One goal is to provide adhesive systems where the adhesive has good
die-cutting performance and where the matrix can be successfully
stripped over the entire operating speed range.
[0006] Typical label adhesives are produced from acrylic polymer
emulsions, which may be tackified by hydrocarbon- or natural-resin
tackifiers. While these have good die-cutting performance, they
require handling large volumes of liquid and subsequent liquid
removal. At low temperature, acrylic-based adhesives perform poorer
than hot-melt systems. Accordingly, hot melt adhesives would be
preferred. Moreover, hot melts can be used at faster line
application speeds over broader temperature ranges, can have more
aggressive tack, and can be used under humid conditions.
[0007] Hot-melt pressure-sensitive adhesive systems are known and
consist of tackified thermoplastic elastomers such as styrenic
block copolymers. For example, styrenic block copolymers containing
polystyrene and polybutadiene blocks and/or polyisoprene blocks are
known. These materials are generally available as pure triblocks,
(sometimes referred to as SIS and SBS copolymers), and diblocks
(sometimes referred to as SI and SB copolymers). The materials are
also available as mixtures of diblock and triblock materials
(sometimes referred to as SIS+SI and SIS+SB). Examples of these
materials include elastomers marketed by Dexco and by Kraton
Polymers.
[0008] It is known to use diblock/triblock blends as the
elastomeric component in hot-melt pressure-sensitive adhesives. It
is further known that adhesive properties and viscosity can be
controlled by varying the diblock-to-triblock ratio, varying the
styrene content, varying the polymer molecular weight, and varying
the block molecular weights within the polymers. Examples of
materials that have been used are KRATON.TM. D 1113, containing 16%
styrene and 56% diblock; QUINTAC.TM. 3433, marketed by Nippon Zeon,
containing 55% diblock and 17% styrene; VECTOR.TM. 4114, containing
42% diblock and 17% styrene; and VECTOR.TM. 4113 containing 20%
diblock and 17% styrene. VECTOR.TM. 4114 and VECTOR.TM. 4113 are
Dexco products. While these materials have good adhesive properties
when tackified and can be used in label-production hot melts, they
lack optimum die-cutting properties. Furthermore, their low
temperature adhesive properties are not optimum.
[0009] U.S. Pat. No. 5,663,228 concerns improving label adhesive
die-cutability. But the offered solution is complicated, requires
two particular block copolymer resins having certain
glass-transition temperatures, and requires the choice of a
tackifying resin that, when mixed with the two block copolymers,
increases the difference between the two block copolymers' glass
transition temperatures. Examples of styrenic copolymers that are
used in the adhesive mixtures of U.S. Pat. No 5,663,228 are
FINAPRENE.TM. 1205 available from Fina and KRATON.TM. 1107
available from Kraton Polymers.
[0010] U.S. Pat. No. 5,412,032 concerns linear SIS triblock/diblock
copolymers that can improve label die-cutting. This is accomplished
using block copolymers with a styrene content from 18-24 wt %, a
polystyrene block molecular weight from 25,000-35,000, an overall
molecular weight from 280,000-520,000, and a coupling efficiency of
20%-40%. The coupling efficiency corresponds to the triblock
percentage in the overall copolymer's triblock content.

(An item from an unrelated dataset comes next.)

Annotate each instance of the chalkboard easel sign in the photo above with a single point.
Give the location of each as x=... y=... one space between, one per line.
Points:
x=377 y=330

[0011] U.S. Ser. No. 60/214,308, describes adhesive systems with
improved die-cutting performance obtained by optimizing a
diblock/triblock blend. We have now found that these improved
properties may be obtained with a tetrablock and/or pentablock
polymer, thus enabling a single polymerization reaction.
[0012] Recognizing that hot-melt die-cutting performance has to be
improved, we analyzed the mechanical and physical aspects of the
die-cutting process.
[0013] Surprisingly, die-cutting involves relatively low
deformation rates and involves pushing the adhesive to the side of
the cut line rather than sharply cutting it. In successful die
cutting, the adhesive must creep when subjected to knife action,
flow away from the cut point, and not reform over the cut line.
[0014] The first aspect may be illustrated by assuming typical
conditions of die-cutting operations, i.e. a machine line speed of
100 m/min, a rotating cylinder of 10 cm diameter, and face paper
and adhesive layers with a thickness of 80 and 20 microns
respectively. Since the diameter of the rotating cylinder is much
larger (by a factor 100) than the overall thickness to indent, the
effective vertical motion is only 10 cm/s when the knife starts to
indent the face paper, and only 2 cm/s when the adhesive itself is
indented.
[0015] The second aspect has been discovered with the help of
finite-element simulations of the die cutting process performed
with Abaqus Software. These showed that the adhesive is pushed away
by the much stiffer face paper, well before the cutting knife
starts to indent the adhesive layer. In other words, the adhesive
layer flows under the pressure imparted by the cutting knife on the
face stock. In most instances, no direct contact between the knife
and the adhesive layer occurs.
[0016] Altogether, both the surprisingly low deformations rates
involved in the die-cutting process, as well as the required
adhesive flow during die-cutting, explains why water-based acrylic
adhesives behave better than their triblock (e.g., SBS or SIS)
counterparts. These two systems provide good examples of good and
bad die-cutting behavior respectively.
[0017] Flow or viscoelastic behavior of hot-melt adhesives at a
given temperature is conveniently captured by the two dynamic
moduli known as G' and G": the loss modulus G" indicating viscous
behavior, and the storage modulus G' indicating elastic behavior.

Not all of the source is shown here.